Friday, May 20, 2011

How foolish some Christians must look to the world. Spouting off that the rapture is to take place tomorrow makes even Jesus looked uninformed. Worse, according to the word circulating about, the world (no; that’s not right – the universe itself will be destroyed on October 21, 2011 (153 days after the rapture).

How sad that many who claim the Bible as their Book, have no idea how to read it.

How sad that the one who started the rumor will still have a job on Sunday.

All day tomorrow I think I will just be a clandestine Christian because, quite frankly, I’m embarrassed. I’ll get over it, probably just after I post this, but, good grief, where do these people come from?

Bye, for now. See you on the 22nd right here on the good earth.

Saturday, May 14, 2011

Some people view God as hard and demanding, They see God as a rigid taskmaster who has no heart for people but only for what He wants. God, for them, is to be avoided because He just doesn’t care about people or life or anything except what He wants. So, God is to be feared as a tyrant of some kind, just seeking for his opportunity to pounce on anything that might bring a person pleasure.

Jesus knows nothing about that kind of God. That God is as foreign to Him as is the thought that the man in the moon is considering forming a cheese maker union.

The God Jesus reveals to us is a shepherd (Psalm 23) who leads and restores and guides His people. He is the Shepherd who walks with His people “through the valley of the shadow of death” and who comforts His people with a rod and staff of divine proportions.

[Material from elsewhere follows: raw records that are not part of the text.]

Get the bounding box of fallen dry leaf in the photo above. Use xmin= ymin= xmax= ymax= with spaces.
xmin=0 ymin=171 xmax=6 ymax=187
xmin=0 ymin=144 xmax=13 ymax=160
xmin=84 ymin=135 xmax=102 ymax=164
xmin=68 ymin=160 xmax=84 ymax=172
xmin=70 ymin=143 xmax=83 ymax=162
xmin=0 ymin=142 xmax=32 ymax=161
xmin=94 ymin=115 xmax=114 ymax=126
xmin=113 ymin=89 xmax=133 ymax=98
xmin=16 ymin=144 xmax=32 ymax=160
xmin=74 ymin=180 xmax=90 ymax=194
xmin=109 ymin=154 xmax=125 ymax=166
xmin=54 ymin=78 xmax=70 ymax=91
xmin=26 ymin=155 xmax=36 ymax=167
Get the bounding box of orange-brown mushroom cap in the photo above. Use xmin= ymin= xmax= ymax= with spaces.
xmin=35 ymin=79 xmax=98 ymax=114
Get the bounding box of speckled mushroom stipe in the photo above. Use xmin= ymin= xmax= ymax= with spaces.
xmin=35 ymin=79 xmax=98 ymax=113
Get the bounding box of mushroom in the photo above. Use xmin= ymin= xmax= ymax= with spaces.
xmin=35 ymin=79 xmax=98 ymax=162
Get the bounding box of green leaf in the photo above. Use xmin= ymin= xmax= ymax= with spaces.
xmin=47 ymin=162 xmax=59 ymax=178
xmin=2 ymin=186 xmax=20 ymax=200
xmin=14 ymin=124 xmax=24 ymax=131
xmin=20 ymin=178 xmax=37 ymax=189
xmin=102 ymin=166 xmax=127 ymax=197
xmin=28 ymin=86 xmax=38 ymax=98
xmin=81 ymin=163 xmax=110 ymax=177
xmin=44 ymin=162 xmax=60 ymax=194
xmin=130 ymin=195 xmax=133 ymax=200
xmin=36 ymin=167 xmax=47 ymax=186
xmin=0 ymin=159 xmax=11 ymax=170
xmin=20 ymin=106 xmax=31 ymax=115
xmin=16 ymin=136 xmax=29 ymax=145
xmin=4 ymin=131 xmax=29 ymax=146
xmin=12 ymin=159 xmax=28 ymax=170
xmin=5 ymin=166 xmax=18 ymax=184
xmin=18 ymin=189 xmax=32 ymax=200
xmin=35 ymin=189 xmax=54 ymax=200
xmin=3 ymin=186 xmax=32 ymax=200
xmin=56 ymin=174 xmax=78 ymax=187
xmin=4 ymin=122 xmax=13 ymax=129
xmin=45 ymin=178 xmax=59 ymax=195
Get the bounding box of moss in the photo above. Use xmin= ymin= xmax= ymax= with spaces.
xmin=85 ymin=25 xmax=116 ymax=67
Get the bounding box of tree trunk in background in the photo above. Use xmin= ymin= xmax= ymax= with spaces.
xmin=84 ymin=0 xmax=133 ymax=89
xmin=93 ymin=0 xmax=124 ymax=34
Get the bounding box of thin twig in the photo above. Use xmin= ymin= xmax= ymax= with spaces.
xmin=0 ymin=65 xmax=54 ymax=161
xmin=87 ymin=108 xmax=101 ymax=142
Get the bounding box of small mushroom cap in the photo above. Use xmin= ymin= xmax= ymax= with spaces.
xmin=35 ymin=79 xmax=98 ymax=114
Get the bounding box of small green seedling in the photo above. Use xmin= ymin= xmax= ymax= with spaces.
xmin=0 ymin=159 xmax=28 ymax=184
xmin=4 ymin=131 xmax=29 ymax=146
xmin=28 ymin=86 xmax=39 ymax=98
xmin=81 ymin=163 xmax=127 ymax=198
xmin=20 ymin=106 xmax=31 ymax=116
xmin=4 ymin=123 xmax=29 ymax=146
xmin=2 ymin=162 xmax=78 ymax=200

The God Jesus reveals is the One who is so faithful that He overshadows His people with “goodness and loving-kindness,” and when the time of their stay on earth is over He welcomes them to dwell in His house forever.

God is such a shepherd-God than when Jesus spoke of His own life and ministry He called Himself the “good shepherd” (John 10:11), and says that He loves His people, whom He calls His sheep, so much that He lays down His life for them (John 10:11).

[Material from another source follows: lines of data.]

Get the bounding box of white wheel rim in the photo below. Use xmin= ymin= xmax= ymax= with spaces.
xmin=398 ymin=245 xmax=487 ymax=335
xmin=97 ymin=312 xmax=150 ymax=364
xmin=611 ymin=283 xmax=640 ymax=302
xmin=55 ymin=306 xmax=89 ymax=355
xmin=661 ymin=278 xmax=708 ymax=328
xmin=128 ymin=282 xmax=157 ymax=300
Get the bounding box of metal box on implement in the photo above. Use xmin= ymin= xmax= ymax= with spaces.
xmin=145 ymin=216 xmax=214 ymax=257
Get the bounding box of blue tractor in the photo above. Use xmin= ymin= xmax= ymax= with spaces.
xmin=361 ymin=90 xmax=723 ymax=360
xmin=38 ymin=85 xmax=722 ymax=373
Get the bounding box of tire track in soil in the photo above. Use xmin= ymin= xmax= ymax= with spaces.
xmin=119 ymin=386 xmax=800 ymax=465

There are powers at work in the world present to steal and kill and destroy, but they are not of the Shepherd-God of Jesus. They are of one Jesus called “The thief” (John10:10). Jesus is of abundant life, and He brings into our lives the heart of God who loves us with an everlasting love (Jeremiah 31:3).

Saturday, May 07, 2011

Apparently people don’t have to address God as their Father, but if they do address Him as their Father the apostle Peter calls them to live for Him in the greatest reverence one can imagine. Get real and stay real before God -- that’s the issue. God knows our hearts better than we know them, so get real and stay real before God.

Maybe the question, “Who’s Your Father?” is the most important question. On one level I am a son of Samuel James Savage, Jr. On another and greater level I am a son of the Father who according to His great mercy has caused me to be born again to a living hope through the resurrection of Jesus Christ from the dead (I Pet. 1:3). How I respond to the one who is my heavenly Father speaks volumes about who I am as a person going about my life during the time of my stay on earth (I Pet. 1:17).

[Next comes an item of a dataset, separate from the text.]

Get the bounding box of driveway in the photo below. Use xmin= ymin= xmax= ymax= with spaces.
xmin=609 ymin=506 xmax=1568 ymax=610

Today the Father embraces me in “His great mercy” (I Pet 1:3) and ever reminds me that my life matters more to Him than anything silver or gold might provide. He has redeemed me “with precious blood…the blood Christ” (I Pet. 1:19) and established the life I live, both and now and in the future, upon the marvelous proclamation of the resurrection of Jesus Christ “from the dead” (I Pet. 1:21).

Called to the deepest level of reverence for the God who would love us like that, all persons who “are believers in God, who raised Him from the dead and gave Him glory” (I Pet. 1:21) are called to live “in obedience to the truth” (I Pet. 1:22), an obedience that leads us to “a sincere love of the brethren,” a love that calls us to “fervently love one another from the heart”(I Pet. 1:22).

God is an awesome Father and we celebrate Him best when we love one another. We are never more like our Father than when we “fervently love one another from the heart” (I Pet. 1:22). We reveal to the world how important God is to us in the way we love.